Key Highlights:
- AstraZeneca’s drug Fasenra has been approved in the EU as an additional treatment for adults with eosinophilic granulomatosis with polyangiitis (EGPA), a rare immune condition that can cause organ damage.
- Results from the MANDARA Phase III trial showed that nearly 60% of patients treated with Fasenra reached remission and 41% of Fasenra-treated patients fully tapered off oral corticosteroids.
- Fasenra is now the second biologic approved for EGPA treatment and is already approved for SEA in more than 80 countries.

Papisut/Adobe Stock
AstraZeneca’s drug Fasenra (benralizumab) has been approved in the European Union as an additional treatment for adults with eosinophilic granulomatosis with polyangiitis (EGPA), a rare immune condition that can cause organ damage and without treatment, can be fatal.
The approval by the European Commission follows positive results from the MANDARA Phase III trial, which showed that nearly 60% of patients treated with Fasenra reached remission. Data also showed 41% of Fasenra-treated patients fully tapered off oral corticosteroids (OCS) (vs. 26% in the comparator arm (difference: 16%; 95% CI: 1,31)). Positive feedback was also given by the Committee for Medicinal Products for Human Use.
Published in The New England Journal of Medicine, MANDARA was the first head-to-head non-inferiority trial of biologics in patients with EGPA. Patients were randomised to receive either a single 30 mg subcutaneous injection of Fasenra, or three separate 100 mg subcutaneous injections of mepolizumab every four weeks.

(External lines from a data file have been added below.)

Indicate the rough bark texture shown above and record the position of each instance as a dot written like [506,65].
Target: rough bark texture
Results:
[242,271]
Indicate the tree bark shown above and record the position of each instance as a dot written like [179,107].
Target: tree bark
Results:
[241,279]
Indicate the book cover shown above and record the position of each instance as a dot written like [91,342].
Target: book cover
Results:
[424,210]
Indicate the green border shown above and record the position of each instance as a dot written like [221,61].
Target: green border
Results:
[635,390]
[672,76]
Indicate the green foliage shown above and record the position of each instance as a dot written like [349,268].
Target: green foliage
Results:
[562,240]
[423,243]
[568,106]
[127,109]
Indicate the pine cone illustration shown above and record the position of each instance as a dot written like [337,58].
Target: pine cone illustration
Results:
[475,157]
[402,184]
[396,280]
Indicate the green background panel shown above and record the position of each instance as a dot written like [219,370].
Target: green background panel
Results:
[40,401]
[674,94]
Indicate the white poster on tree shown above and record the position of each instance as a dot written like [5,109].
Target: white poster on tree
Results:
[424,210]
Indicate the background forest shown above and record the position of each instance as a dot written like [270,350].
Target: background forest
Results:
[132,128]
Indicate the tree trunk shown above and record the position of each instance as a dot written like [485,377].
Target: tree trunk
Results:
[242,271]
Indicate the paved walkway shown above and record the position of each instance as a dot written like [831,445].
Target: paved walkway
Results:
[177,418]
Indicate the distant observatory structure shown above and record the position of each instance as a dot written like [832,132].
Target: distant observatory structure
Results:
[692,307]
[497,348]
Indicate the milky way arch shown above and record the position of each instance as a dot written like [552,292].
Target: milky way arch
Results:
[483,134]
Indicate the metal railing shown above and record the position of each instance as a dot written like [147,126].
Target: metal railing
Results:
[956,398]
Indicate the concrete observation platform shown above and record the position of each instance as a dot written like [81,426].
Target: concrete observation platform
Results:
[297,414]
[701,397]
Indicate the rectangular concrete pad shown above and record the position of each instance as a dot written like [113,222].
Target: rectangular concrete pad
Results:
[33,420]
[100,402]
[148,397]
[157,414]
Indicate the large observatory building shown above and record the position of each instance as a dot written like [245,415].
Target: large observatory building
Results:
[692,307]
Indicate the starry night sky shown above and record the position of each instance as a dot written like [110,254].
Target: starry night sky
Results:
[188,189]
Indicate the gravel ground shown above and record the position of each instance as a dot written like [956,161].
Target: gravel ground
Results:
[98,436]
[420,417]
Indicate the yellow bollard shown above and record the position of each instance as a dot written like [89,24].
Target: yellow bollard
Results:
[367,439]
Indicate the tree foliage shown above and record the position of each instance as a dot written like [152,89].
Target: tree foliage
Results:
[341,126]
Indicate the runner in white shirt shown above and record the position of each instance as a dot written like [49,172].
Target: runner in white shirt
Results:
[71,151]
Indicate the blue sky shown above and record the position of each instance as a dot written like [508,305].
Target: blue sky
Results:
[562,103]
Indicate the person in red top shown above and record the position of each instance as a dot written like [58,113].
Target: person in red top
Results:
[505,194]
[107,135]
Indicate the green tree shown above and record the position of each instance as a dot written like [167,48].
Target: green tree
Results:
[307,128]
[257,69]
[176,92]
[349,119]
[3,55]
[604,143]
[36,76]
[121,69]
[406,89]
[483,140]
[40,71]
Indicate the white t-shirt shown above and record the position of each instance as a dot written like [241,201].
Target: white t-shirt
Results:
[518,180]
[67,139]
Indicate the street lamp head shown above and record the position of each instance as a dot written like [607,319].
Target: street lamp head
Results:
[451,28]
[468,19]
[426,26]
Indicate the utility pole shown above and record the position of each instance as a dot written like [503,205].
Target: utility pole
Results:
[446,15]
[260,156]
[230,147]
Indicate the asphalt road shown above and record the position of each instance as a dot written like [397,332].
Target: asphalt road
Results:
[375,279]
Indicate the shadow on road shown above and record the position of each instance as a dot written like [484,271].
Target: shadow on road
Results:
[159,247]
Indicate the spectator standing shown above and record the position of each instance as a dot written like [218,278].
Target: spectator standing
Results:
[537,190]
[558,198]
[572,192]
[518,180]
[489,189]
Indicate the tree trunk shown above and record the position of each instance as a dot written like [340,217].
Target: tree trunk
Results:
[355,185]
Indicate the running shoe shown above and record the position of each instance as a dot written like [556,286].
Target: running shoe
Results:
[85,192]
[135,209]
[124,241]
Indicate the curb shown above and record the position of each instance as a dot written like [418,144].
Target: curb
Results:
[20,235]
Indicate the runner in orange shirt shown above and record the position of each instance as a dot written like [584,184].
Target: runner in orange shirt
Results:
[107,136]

Bernhard Hellmich, co-director of the Vasculitis Center Tübingen-Kirchhei and MANDARA principal investigator, said: “People living with EGPA suffer debilitating symptoms, organ damage and even death. Today’s approval provides an important treatment option for people living with EGPA in the EU. By directly targeting and removing eosinophilic inflammation with benralizumab, I hope that we will see more patients achieve remission as well as a reduction in the reliance on oral corticosteroids, which can cause serious and long-term side effects.”
Ruud Dobber, executive vice president, BioPharmaceuticals Business Unit, AstraZeneca added: "We remain committed to helping patients with some of the hardest-to-treat diseases. Today’s approval of Fasenra, with its convenient, single-monthly injection is a positive step forward for patients with EGPA. Fasenra has been a well-established treatment for many years in thousands of people with severe eosinophilic asthma and we are pleased to now offer a much-needed treatment option for those living with EGPA in Europe.”
The safety and tolerability profile for Fasenra in the MANDARA trial was consistent with the known profile of the medicine.
Approximately half of patients with EGPA have adult-onset severe eosinophilic asthma (SEA) and often have sinus and nasal symptoms. Fasenra is now the second biologic approved for EGPA treatment and is already approved for SEA in more than 80 countries, including the US, Japan, and China. Fasenra was also approved for EGPA in the US in September.